The sheer size of city-scale smart systems comes with its own set of problems. Cities and their infrastructure are already the most complex structures humankind has ever created. Interweaving them with equally complex information processing can only multiply the opportunities for bugs and unanticipated interactions. As Kenneth Duda, a high-performance networking expert told the New York Times , “the great enemy is complexity, measured in lines of code, or interactions.”9 Ellen Ullman, a writer and former software developer, argues, “it is impossible to fully test any computer system. To think otherwise is to misunderstand what constitutes such a system. It is not a single body of code created entirely by one company. Rather, it is a collection of ‘modules plugged into one another.... The resulting system is a tangle of black boxes wired together that communicate through dimly explained ‘interfaces’ A programmer on one side of an interface can only hope that the programmer on the other side has gotten it right.”10

In his landmark 1984 study of technological disasters, Normal Accidents, sociologist Charles Perrow argued that in highly complex systems with many tightly linked elements, accidents are inevitable. What’s worse is that traditional approaches to reducing risk, such as warnings and alerts (or the installation of the backup recovery system in the BART incident), may actually introduce more complexity into systems and thereby increase risks. The Chernobyl nuclear disaster, for instance, was caused by an irreversible chain of events triggered during tests of a new reactor safety system. Perrow’s conclusion: “Most high-risk systems have some special characteristics, beyond their toxic or explosive or genetic dangers, that make accidents in them inevitable, even ‘normal.’ ”

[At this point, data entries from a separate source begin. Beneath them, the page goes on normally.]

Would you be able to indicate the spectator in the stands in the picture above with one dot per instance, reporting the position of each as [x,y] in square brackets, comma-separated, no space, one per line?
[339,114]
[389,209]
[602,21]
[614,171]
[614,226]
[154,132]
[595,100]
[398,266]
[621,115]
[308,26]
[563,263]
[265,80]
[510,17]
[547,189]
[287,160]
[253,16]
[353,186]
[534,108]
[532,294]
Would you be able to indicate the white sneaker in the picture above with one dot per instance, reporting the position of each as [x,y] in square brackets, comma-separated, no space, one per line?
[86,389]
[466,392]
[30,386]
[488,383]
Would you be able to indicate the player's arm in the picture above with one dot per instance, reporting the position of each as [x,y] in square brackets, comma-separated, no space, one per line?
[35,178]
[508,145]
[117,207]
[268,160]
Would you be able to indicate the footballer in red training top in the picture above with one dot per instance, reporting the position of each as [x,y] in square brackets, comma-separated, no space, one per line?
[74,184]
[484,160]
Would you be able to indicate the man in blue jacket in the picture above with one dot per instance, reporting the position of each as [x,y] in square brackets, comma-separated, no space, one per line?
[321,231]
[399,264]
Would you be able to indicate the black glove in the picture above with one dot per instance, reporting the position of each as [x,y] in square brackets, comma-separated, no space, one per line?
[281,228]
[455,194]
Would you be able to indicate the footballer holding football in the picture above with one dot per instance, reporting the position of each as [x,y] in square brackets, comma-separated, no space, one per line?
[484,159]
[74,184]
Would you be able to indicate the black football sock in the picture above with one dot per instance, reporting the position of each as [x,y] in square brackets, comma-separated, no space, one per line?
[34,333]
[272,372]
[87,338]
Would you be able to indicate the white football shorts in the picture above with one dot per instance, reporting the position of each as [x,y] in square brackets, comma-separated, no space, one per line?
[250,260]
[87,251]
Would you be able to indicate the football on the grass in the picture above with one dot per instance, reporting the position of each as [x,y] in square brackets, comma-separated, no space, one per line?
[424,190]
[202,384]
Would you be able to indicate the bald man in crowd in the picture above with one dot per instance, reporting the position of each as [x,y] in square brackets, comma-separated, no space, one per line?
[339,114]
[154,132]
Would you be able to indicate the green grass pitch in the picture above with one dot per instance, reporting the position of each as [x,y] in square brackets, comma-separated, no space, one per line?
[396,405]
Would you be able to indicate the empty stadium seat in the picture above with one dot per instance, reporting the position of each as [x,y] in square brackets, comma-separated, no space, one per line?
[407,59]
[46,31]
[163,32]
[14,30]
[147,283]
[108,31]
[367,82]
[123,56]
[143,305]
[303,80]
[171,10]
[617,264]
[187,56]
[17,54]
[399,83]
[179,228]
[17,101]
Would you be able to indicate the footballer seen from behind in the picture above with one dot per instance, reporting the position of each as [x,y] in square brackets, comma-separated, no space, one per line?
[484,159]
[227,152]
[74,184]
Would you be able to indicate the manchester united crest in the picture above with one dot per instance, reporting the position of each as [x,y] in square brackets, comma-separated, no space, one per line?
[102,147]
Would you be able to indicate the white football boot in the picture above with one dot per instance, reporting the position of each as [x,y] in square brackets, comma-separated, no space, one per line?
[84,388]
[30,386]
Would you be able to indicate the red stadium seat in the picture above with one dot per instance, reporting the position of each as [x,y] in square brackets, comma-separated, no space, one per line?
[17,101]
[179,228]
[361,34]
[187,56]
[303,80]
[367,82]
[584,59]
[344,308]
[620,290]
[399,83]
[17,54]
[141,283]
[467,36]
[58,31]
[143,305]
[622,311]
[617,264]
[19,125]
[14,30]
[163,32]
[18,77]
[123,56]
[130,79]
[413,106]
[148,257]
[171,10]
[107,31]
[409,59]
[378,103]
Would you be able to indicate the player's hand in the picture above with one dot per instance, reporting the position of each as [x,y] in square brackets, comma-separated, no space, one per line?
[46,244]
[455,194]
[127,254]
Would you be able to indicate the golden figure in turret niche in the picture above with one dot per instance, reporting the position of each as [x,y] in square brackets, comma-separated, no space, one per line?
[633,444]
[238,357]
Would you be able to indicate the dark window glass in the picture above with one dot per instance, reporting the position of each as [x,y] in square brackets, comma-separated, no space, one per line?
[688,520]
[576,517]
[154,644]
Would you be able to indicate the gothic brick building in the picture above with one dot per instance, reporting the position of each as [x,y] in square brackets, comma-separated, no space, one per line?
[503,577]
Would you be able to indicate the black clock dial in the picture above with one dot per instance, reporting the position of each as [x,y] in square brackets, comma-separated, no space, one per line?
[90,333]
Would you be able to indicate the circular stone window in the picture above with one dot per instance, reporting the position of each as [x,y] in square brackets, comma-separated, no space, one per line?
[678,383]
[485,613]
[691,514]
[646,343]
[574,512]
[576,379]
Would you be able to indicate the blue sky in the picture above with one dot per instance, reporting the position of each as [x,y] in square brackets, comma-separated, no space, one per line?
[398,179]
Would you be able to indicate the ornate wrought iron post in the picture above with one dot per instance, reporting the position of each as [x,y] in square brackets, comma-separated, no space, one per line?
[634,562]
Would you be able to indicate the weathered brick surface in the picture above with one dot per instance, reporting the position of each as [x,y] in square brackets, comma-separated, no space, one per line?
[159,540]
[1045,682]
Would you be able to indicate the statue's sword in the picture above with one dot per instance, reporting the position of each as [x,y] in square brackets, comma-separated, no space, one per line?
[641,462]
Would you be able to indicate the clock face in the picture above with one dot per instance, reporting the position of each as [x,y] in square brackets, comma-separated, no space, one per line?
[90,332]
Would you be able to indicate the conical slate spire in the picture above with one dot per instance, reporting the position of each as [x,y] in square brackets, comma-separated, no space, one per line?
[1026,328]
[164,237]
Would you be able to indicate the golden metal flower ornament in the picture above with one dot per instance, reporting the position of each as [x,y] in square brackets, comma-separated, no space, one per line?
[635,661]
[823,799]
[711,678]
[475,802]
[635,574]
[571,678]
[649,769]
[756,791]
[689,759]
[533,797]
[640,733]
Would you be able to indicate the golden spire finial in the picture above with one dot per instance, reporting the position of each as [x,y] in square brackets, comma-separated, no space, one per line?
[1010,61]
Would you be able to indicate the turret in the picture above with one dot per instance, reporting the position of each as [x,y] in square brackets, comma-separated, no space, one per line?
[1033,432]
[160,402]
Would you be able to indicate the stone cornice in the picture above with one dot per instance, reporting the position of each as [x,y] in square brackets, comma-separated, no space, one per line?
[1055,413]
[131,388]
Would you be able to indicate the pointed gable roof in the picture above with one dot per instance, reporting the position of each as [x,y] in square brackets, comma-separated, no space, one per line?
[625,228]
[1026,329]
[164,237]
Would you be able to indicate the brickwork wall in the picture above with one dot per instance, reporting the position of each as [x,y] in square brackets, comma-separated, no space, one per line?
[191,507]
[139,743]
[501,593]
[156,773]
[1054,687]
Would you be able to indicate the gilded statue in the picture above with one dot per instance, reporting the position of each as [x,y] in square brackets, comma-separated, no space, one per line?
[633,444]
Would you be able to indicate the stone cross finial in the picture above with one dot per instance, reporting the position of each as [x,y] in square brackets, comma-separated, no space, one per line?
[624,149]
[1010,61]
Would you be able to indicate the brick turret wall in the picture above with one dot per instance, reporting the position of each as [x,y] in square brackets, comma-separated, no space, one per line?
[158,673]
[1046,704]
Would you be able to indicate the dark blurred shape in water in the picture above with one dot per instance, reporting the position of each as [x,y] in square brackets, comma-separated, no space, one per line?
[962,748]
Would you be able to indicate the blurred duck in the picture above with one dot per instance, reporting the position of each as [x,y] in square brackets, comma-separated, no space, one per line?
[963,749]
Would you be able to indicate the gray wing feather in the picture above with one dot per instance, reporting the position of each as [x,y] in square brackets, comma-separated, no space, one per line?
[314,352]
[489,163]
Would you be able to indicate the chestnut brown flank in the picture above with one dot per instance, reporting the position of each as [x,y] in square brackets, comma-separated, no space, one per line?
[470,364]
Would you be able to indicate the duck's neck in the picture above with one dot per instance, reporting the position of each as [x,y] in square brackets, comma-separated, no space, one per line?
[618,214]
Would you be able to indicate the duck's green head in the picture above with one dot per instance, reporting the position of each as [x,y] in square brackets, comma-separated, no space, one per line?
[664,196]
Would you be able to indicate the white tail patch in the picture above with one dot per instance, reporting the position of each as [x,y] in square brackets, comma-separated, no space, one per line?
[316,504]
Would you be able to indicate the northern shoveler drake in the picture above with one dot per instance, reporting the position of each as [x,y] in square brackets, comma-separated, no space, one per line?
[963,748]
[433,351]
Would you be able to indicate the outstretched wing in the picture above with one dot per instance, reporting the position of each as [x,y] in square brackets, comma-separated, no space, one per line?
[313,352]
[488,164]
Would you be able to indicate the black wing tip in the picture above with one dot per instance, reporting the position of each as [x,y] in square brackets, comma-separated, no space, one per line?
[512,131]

Normal accidents will be ever-present in smart cities. Just as the rapid pace of urbanization has revealed shoddy construction practices, most notably in China’s notorious “tofu buildings,” hastily put together smart cities will have technological flaws created by designers’ and builders’ shortcuts. These hasty hacks threaten to make earlier design shortcuts like the Y2K bug seem small in comparison. Stemming from a trick commonly used to save memory in the early days of computing, by recording dates using only the last two digits of the year, Y2K was the biggest bug in history, prompting a worldwide effort to rewrite millions of lines of code in the late 1990s. Over the decades, there were plenty of opportunities to undo Y2K, but thousands of organizations chose to postpone the fix, which ended up costing over S300 billion worldwide when they finally got around to it. Bugs in the smart city will be more insidious, living inside lots of critical, interconnected systems. Sometimes there may be no way to anticipate the interdependencies. Who could have foreseen the massive traffic jam caused on US Interstate 80 when a bug in the system used to manage juror pools by Placer County, California, erroneously summoned twelve hundred people to report for duty on the same day in 2012?